Looking back on the threads, this particular comment really broke my spirit:

it seems that for some reason it is quite difficult to follow (for you at least).

And to be honest, I didn't want to really continue after that, and my response reflects that
I was subtly hurt by the comment. I think that having empathy, and (even when you are frustrated
with a contributor asking questions or not getting it) being aware of how even subtle comments
can be interpreted as hurtful is really important. This is actually a hugely challenging problem
because there are also cultural differences in how we communicate. Those differences
are compounded by the text-based communication. As someone from the US (where everything
is wrapped in nicities) I expect that a US-based project would be wrapped with those same
nicities. But not to digress, this is a hugely challenging problem because we are all
human. Contributors and community members acting as reviewers can be equally frustrated,
and make comments that single out a person, not in a good way, without even intending it.
How is best to respond? I don't have a good answer, but I think that explicitly stating
how I perceived it here to open up a dialogue is an okay idea.
But to say that it wasn't appropriate in this context is not to say it's not appropriate in
any context. This is where I think there should have been separation between (more professionally) discussing the issue, and talking about meta experience around that. I think it was a fair question to ask about the Title validator, because mousing over the automated check, it didn't provide much detail about the issue. My general feedback here is that yes, it is likely in many cases
that you have documentation somewhere to answer a question, but a community member
or maintainer should not belittle a contributor in this way for asking a very
straight forward question. As I mentioned earlier, it's one thing to say "The answer to
your question is X, and here is a link if you want to read more." versus "Why didn't you
see the answer is here? Why are you having so much trouble?"
5. It Comes Down to People

This entire document is about the contributor mindset.

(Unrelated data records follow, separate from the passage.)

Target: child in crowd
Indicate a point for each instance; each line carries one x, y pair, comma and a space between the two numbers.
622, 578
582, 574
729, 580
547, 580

As I've outlined,
it's a changing and adaptive thing based on expectations and interactions
with people, and it's much easier to turn it in a negative direction than
a positive one because many of us carry a negative attribution bias.
Robust technical documentation (and professional writers to boot!) are really
great, but at the end of the day, the experience of a pull request comes
down to the interactions of the community or maintainers with the contributors.
A new contributor will almost never have taken the time to be an expert, and
will definitely not be familiar with uncommonly used tooling (pre-commit, for example).
If it isn't in the traditional "open source contribution steps" that are done for 99%
of projects on GitHub, the contributor won't even have awareness for it.
A best effort that a community can do is provide very specific things to do / run
locally as a checklist in the pull request template, and then proceed with the review.
During the review, respect and kindness is so important. It has to be okay to
ask questions, even if you have documentation for it. It's better to answer the
question and provide a link with more details, as opposed to answering a question
and responding "I don't know why you are having so much trouble, we have clear
instructions [here]." The first response feels like the person is helping me,
and providing more details if I'm interested to learn more. The second feels like
the person is annoyed with me, and thinks I am an idiot for not finding the
answer on my own.
6. Future Contributions

The contributor mindset determines if the contributor decides to further engage with the community, or invest time elsewhere. Any community would want to encourage a positive feedback cycle -
a new contributor comes in, has a positive experience, sees a very postiive example
from those that support him or her, and then becomes a reviewer. The community
grows in both people and positive association. I'm not sure I see that a vision
of total automation for contribution, at least for new contribution, could ever
be a realistic reality when you have new contributions that hold expectations
around interacting with people.
I hope that this is helpful! Please let me know if you'd like further details
on any particular points. Arguably, someone could write an equivalent document
about the reviewer mindset, and largely it would come down to the same points
but from the opposite perspective - having empathy, and reacting with kindness
and patience.